Model for the outcome for the mass imputation estimator. The implementation is currently based on RANN::nn2 function and thus it uses Euclidean distance for matching units from \(S_{\mathrm{NP}}\) (non-probability) to \(S_{\mathrm{P}}\) (probability) based on predicted values from model \(\boldsymbol{x}_i\) based either on method_glm or method_npar. Estimation of the mean is done using \(S_{\mathrm{P}}\) sample: when pop_size is supplied this is the known-\(N\) Horvitz-Thompson mean, otherwise it reduces to the usual ratio mean with \(\hat{N} = \sum_{i\in S_{\mathrm{P}}} d_{\mathrm{P}, i}\). The pop_size argument is not converted into a finite population correction; if an fpc is needed, it should be supplied in svydesign, where it is handled by the {survey} variance routines. Matching ties are randomized by the nearest-neighbour step before donor values are aggregated.

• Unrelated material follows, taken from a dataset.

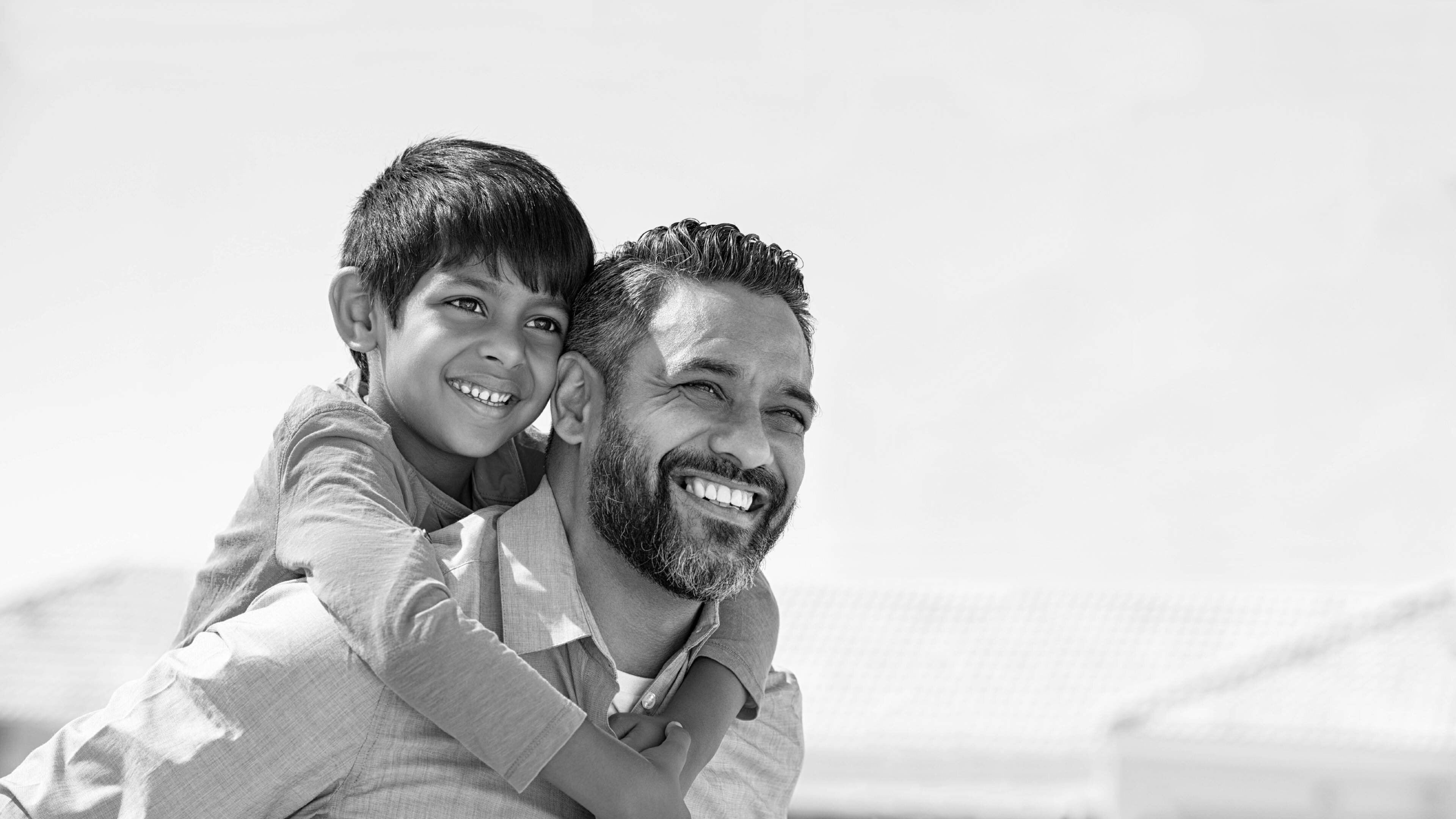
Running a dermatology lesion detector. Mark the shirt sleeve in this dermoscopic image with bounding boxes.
[686,669,804,819]
[0,583,370,819]
[699,571,779,720]
[277,408,585,791]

This implementation extends Yang et al. (2021) approach as described in Chlebicki et al. (2025), namely:

pmm_weights

if k>1 weighted aggregation of the mean for a given unit is used. We use distance matrix returned by RANN::nn2 function (pmm_weights from the control_out() function)

nn_exact_se

if the non-probability sample is small we recommend using a mini-bootstrap approach to estimate variance from the non-probability sample (nn_exact_se from the control_inf() function). If non-constant pseudo-weights are supplied, bootstrap samples are drawn with probabilities proportional to inverse weights and the resampled weights are used in each refitted outcome model.

pmm_k_choice

the main nonprob function allows for dynamic selection of k neighbours based on a full-grid variance minimization procedure over 1:n_NP (pmm_k_choice from the control_out() function)

Usage

method_pmm(
  y_nons,
  X_nons,
  X_rand,
  svydesign,
  weights = NULL,
  family_outcome = "gaussian",
  start_outcome = NULL,
  vars_selection = FALSE,
  pop_totals = NULL,
  pop_size = NULL,
  control_outcome = control_out(),
  control_inference = control_inf(),
  verbose = FALSE,
  se = TRUE
)

Arguments

y_nons

target variable from non-probability sample

X_nons

a model.matrix with auxiliary variables from non-probability sample

X_rand

a model.matrix with auxiliary variables from non-probability sample

svydesign

a svydesign object

weights

case / frequency weights from non-probability sample. If nn_exact_se=TRUE, non-constant weights also define mini-bootstrap sampling probabilities proportional to their inverses and are resampled for each bootstrap refit.

family_outcome

family for the glm model

start_outcome

start parameters

vars_selection

whether variable selection should be conducted

pop_totals

a place holder (not used in method_pmm)

pop_size

population size from the nonprob function. If NULL, the method uses sum(weights(svydesign)). If supplied, it is used as the known-\(N\) denominator for the mean and variance scaling, but it does not modify the finite population correction of svydesign.

control_outcome

controls passed by the control_out function

control_inference

controls passed by the control_inf function

verbose

parameter passed from the main nonprob function

se

whether standard errors should be calculated

Value

an nonprob_method class which is a list with the following entries

model_fitted

fitted model either an glm.fit or cv.ncvreg object

y_nons_pred

predicted values for the non-probablity sample

y_rand_pred

predicted values for the probability sample or population totals

coefficients

coefficients for the model (if available)

svydesign

an updated surveydesign2 object (new column y_hat_MI is added)

y_mi_hat

estimated population mean for the target variable

vars_selection

whether variable selection was performed

var_prob

variance for the probability sample component (if available)

var_nonprob

variance for the non-probability sampl component

model

model type (character "pmm")

family

depends on the method selected for estimating E(Y|X)

Details

Matching

In the package we support two types of matching:

  1. \(\hat{y} - \hat{y}\) matching (default; control_out(pmm_match_type = 1)).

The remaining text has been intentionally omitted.